"Do men keep secrets better?" she asked. "I think not! Will you, for instance, keep mine?"

"Yours?" And for a moment he was puzzled, being a man who thought chiefly of himself and his own pleasure for the moment. "What is your secret?"

She laughed. "Oh, 'Sieur Amadis'! You pretend not to know! Is it not the same as yours? You must not tell anybody that I—I—"

He understood-and pressed hard the little hand he held.

"That you—well? Go on! I must not tell anybody—what?"

"That I love you!" she said, in a tone so grave and sweet and angelically tender, that for a second he was smitten with a sudden sense of shame.

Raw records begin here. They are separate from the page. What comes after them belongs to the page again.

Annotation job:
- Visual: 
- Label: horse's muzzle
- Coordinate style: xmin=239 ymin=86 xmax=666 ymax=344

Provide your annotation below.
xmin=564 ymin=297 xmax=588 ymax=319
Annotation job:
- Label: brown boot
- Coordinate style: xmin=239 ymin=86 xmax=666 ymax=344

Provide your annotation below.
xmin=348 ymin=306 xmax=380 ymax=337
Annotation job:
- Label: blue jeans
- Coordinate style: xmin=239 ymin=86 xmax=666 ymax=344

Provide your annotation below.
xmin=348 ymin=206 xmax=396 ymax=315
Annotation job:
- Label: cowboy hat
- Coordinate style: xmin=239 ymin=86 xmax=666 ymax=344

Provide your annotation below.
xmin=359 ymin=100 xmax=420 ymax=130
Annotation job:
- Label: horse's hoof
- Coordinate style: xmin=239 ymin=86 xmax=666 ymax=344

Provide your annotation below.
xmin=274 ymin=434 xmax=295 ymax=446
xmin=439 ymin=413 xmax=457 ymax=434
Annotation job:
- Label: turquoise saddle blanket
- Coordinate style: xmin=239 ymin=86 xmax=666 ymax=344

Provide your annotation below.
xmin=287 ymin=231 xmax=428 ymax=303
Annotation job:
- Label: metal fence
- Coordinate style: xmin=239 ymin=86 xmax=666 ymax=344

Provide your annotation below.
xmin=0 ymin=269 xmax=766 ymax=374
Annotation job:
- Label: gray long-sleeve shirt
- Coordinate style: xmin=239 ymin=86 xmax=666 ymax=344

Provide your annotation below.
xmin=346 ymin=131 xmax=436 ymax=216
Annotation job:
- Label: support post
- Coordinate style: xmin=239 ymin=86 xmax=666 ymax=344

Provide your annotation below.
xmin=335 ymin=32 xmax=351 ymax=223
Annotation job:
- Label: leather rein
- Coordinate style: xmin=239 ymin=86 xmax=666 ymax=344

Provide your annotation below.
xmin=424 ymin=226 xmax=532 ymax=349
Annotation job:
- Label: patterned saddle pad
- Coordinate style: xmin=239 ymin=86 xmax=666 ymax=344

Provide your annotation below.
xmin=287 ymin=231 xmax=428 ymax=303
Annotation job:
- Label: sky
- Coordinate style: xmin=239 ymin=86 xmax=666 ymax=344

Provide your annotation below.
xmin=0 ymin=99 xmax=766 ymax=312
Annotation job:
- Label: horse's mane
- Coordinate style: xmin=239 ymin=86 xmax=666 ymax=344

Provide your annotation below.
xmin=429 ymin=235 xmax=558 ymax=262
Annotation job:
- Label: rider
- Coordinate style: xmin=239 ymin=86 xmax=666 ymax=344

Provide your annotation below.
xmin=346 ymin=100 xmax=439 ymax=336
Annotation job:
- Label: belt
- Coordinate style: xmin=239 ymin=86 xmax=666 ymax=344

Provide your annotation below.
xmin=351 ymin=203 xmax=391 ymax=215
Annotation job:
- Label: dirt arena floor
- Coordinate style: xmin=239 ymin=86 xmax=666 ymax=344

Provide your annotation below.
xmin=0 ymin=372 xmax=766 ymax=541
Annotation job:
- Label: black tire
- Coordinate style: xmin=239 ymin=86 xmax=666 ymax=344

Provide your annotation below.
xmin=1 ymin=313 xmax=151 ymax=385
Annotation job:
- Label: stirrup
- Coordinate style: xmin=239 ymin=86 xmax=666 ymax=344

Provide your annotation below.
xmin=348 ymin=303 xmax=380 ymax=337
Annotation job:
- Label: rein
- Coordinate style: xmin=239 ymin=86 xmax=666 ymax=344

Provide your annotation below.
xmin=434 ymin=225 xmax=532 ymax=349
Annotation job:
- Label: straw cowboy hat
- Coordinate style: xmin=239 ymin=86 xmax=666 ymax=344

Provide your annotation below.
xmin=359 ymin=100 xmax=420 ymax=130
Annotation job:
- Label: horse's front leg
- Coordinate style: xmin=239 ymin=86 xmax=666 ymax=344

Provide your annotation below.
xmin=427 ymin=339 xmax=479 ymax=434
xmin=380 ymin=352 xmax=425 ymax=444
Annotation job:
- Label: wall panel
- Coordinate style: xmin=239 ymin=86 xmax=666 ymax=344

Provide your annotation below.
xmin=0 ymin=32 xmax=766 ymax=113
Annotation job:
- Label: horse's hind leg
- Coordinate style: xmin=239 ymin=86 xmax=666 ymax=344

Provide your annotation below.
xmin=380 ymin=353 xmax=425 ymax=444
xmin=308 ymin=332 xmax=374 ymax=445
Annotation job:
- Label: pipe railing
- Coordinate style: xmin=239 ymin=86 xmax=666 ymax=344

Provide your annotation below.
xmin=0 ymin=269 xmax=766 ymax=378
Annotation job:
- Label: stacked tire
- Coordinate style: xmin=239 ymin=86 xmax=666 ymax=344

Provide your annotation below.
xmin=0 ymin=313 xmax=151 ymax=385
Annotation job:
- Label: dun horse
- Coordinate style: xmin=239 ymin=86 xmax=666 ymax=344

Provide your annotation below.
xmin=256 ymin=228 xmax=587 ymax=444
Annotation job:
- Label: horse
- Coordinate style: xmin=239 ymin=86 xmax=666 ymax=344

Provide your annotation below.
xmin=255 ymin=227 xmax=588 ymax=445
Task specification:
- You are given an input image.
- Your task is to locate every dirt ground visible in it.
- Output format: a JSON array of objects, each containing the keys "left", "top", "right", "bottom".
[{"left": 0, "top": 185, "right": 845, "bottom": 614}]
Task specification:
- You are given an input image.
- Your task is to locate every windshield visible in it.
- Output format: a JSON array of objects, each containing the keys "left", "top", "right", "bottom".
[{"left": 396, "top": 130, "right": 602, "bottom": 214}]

Was it right to steal all this unspoilt treasure of love from a heart so warm and susceptible? Was it fair to enter such an ivory castle of dreams and break open all the "magic casements opening on the foam, Of perilous seas in fairy lands forlorn"? He was silent, having no response to give to the simple ardour of her utterance. What he felt for her was what all men feel for each woman who in turn attracts their wandering fancies—the desire of conquest and possession. He was moved to this desire by the irritating fact that this girl had startled an apathetic public on both sides of the Atlantic by the display of her genius in the short space of two years—whereas he had been more than fifteen years intermittently at work without securing any such fame. To throw the lasso of Love round the flying Pegasus on which she rode so lightly and securely, would be an excitement and amusement which he was not inclined to forgo—a triumph worth attaining. But love such as she imagined love to be, was not in his nature—he conceived of it merely as a powerful physical attraction which exerted its influence between two persons of opposite sexes and lasted for a certain time—then waned and wore off—and he recognised marriage as a legal device to safeguard a woman when the inevitable indifference and coldness of her mate set in, making him no longer a lover, but a household companion of habit and circumstance, lawfully bound to pay for the education of children and the necessary expenses of living. In his inmost consciousness he knew very well that Innocent was not of the ordinary feminine mould—she had visions of the high and unattainable, and her ideals of life were of that pure and transcendental quality which belongs to finer elements unseen. The carnal mind can never comprehend spirituality,—nevertheless, Jocelyn was a man cultured and clever enough to feel that though he himself could not enter, and did not even care to enter the uplifted spheres of thought, this strange child with a gift of the gods in her brain, already dwelt in them, serenely unconscious of any lower plane. And she loved him!—and he would, on that ground of love, teach her many things she had never known—he would widen her outlook,—warm her senses—increase her perceptions—train her like a wild rose on the iron trellis of his experience—while thus to instruct an unworldly soul in worldliness would be for him an interesting and pleasurable pastime.

"And I can make her happy"—was his additional thought—"in the only way a woman is ever happy—for a little while!"

All this ran through his mind as he held her hand a moment longer, till the convincing music of the band and the brilliant lights of the house warned them to break away from each other.

"We had better go straight to the ball-room and dance in," he said. "No one will have missed us long. We've only been absent about a quarter of an hour."